Uncertainty-Penalized Direct Preference Optimization
This work addresses a specific issue in LLM alignment for varied and ambiguous human preferences, representing an incremental improvement over existing methods.
The paper tackled the problem of proxy reward overoptimization in aligning LLMs to human preferences by developing a pessimistic framework for Direct Preference Optimization that penalizes preference uncertainty, showing improved overall performance and better completions on high-uncertainty prompts compared to vanilla DPO.

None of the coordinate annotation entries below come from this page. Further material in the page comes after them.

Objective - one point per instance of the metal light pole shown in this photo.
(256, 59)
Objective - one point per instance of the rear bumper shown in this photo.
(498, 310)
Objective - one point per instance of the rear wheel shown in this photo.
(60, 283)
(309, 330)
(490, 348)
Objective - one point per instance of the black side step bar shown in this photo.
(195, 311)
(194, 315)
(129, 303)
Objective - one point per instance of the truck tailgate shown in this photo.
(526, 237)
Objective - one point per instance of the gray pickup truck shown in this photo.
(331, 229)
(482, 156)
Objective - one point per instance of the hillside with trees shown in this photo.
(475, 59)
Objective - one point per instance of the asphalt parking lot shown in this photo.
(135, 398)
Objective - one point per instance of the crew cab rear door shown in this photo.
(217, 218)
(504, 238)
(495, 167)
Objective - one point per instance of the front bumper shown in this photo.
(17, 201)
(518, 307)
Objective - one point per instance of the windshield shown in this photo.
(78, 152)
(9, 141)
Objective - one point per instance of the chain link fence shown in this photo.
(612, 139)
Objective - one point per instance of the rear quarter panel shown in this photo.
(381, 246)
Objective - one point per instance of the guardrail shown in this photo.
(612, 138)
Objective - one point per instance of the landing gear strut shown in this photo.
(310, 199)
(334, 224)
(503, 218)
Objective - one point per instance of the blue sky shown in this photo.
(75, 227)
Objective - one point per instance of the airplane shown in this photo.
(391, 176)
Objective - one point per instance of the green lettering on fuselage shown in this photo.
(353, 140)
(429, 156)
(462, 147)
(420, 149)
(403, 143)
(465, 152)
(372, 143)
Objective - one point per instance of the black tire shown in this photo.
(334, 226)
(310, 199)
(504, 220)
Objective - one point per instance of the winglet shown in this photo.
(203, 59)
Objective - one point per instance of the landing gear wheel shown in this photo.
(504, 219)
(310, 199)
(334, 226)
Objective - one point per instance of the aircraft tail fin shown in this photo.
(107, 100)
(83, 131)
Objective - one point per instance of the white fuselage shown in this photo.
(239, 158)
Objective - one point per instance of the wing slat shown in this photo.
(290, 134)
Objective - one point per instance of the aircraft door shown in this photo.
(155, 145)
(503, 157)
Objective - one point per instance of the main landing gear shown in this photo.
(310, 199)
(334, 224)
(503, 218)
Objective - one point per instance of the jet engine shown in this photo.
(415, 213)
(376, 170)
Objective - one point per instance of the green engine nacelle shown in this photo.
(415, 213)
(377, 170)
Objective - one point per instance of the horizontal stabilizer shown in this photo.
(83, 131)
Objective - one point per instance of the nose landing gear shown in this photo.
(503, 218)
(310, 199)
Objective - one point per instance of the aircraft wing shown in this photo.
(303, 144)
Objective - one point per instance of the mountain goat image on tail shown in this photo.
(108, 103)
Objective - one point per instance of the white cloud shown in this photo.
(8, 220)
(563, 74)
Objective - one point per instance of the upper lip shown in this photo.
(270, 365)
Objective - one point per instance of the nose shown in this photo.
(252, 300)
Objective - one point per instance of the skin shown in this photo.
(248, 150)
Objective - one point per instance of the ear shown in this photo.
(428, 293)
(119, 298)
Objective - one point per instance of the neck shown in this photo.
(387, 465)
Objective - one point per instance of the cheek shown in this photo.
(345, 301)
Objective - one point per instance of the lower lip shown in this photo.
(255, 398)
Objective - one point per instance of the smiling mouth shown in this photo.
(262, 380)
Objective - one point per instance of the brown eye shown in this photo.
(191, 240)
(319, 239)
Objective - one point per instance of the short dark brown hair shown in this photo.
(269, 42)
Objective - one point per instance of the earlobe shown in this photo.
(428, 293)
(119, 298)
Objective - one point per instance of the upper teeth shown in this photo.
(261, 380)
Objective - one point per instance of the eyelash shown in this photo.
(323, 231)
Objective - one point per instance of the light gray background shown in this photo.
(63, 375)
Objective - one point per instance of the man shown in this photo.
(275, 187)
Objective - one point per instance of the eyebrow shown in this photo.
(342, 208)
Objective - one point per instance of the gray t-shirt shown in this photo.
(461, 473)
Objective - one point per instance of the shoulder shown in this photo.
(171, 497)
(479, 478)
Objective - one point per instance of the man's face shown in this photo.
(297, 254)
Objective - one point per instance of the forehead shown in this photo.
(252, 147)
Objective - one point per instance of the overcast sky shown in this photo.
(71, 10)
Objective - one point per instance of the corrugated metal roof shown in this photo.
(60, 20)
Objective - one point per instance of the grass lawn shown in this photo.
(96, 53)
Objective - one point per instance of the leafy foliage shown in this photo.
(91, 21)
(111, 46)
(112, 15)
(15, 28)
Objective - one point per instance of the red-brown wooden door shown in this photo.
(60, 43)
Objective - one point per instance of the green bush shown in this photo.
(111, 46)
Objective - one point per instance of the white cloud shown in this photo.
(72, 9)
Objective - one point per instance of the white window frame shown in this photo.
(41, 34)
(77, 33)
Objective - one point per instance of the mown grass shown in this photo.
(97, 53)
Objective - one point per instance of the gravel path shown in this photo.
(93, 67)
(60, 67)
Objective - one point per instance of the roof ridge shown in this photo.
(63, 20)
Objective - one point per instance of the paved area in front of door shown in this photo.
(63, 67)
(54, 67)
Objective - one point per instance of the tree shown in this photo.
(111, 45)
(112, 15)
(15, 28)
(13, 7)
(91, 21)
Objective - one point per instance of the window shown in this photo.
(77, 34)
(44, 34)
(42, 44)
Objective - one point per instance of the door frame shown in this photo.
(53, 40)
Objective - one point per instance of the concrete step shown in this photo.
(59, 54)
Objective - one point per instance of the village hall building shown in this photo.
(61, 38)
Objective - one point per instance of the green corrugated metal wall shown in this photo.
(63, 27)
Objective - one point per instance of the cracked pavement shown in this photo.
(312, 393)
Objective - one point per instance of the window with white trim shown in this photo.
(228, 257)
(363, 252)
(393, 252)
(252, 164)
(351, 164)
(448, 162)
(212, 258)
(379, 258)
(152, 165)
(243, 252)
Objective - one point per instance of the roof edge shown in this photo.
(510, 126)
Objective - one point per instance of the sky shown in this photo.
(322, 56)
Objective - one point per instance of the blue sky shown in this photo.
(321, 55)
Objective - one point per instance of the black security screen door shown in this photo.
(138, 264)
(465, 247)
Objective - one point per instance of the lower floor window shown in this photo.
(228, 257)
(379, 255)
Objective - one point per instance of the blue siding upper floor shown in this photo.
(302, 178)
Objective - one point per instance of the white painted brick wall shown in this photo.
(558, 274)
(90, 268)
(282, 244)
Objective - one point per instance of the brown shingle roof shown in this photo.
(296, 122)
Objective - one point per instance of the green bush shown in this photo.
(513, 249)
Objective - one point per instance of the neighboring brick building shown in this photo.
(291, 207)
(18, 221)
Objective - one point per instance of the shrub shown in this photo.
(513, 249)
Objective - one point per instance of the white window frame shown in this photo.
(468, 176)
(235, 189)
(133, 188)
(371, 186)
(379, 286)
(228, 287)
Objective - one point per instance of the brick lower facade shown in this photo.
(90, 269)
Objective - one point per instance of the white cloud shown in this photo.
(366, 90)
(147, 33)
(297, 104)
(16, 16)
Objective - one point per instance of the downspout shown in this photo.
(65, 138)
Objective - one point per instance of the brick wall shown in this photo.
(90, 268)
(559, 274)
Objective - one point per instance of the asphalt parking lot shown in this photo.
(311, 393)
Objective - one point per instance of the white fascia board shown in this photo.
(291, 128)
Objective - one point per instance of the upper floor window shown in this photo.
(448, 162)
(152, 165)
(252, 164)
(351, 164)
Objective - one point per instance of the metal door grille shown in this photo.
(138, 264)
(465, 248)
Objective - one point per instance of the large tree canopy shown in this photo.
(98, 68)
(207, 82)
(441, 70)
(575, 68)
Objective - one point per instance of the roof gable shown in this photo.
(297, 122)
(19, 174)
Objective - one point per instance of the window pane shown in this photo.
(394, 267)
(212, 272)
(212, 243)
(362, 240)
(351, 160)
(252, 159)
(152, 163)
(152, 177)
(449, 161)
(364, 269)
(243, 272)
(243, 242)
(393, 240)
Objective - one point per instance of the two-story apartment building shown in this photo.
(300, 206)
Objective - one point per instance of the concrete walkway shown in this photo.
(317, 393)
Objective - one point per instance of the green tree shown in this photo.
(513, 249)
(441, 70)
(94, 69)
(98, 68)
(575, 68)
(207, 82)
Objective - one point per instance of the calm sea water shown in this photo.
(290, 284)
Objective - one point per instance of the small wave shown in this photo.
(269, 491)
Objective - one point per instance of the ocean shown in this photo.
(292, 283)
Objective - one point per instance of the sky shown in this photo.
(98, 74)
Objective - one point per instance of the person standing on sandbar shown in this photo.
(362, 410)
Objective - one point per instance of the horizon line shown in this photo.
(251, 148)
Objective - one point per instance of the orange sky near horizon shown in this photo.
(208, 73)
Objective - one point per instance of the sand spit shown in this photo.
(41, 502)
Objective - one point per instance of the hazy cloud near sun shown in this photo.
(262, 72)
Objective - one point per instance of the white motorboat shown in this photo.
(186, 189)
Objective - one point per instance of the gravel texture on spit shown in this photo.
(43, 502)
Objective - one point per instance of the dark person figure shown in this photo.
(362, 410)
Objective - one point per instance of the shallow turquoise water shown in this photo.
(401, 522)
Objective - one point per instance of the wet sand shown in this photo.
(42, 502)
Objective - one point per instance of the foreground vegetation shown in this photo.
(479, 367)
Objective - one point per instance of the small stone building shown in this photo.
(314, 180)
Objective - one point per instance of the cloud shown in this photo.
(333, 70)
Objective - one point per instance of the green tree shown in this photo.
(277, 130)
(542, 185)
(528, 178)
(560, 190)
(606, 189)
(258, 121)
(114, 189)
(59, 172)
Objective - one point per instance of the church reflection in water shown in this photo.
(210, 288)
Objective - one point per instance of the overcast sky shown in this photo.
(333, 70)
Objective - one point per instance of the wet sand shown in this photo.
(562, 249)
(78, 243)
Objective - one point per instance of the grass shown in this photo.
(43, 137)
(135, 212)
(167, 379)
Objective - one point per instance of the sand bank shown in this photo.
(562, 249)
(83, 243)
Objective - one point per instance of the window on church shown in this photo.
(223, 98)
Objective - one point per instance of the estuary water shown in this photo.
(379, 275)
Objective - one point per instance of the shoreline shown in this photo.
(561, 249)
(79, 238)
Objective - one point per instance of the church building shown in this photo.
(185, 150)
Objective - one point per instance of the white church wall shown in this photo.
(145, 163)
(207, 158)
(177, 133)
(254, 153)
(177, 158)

Aligning Large Language Models (LLMs) to human preferences in content, style, and presentation is challenging, in part because preferences are varied, context-dependent, and sometimes inherently ambiguous. While successful, Reinforcement Learning from Human Feedback (RLHF) and Direct Preference Optimization (DPO) are prone to the issue of proxy reward overoptimization. Analysis of the DPO loss reveals a critical need for regularization for mislabeled or ambiguous preference pairs to avoid reward hacking. In this work, we develop a pessimistic framework for DPO by introducing preference uncertainty penalization schemes, inspired by offline reinforcement learning. The penalization serves as a correction to the loss which attenuates the loss gradient for uncertain samples. Evaluation of the methods is performed with GPT2 Medium on the Anthropic-HH dataset using a model ensemble to obtain uncertainty estimates, and shows improved overall performance compared to vanilla DPO, as well as better completions on prompts from high-uncertainty chosen/rejected responses.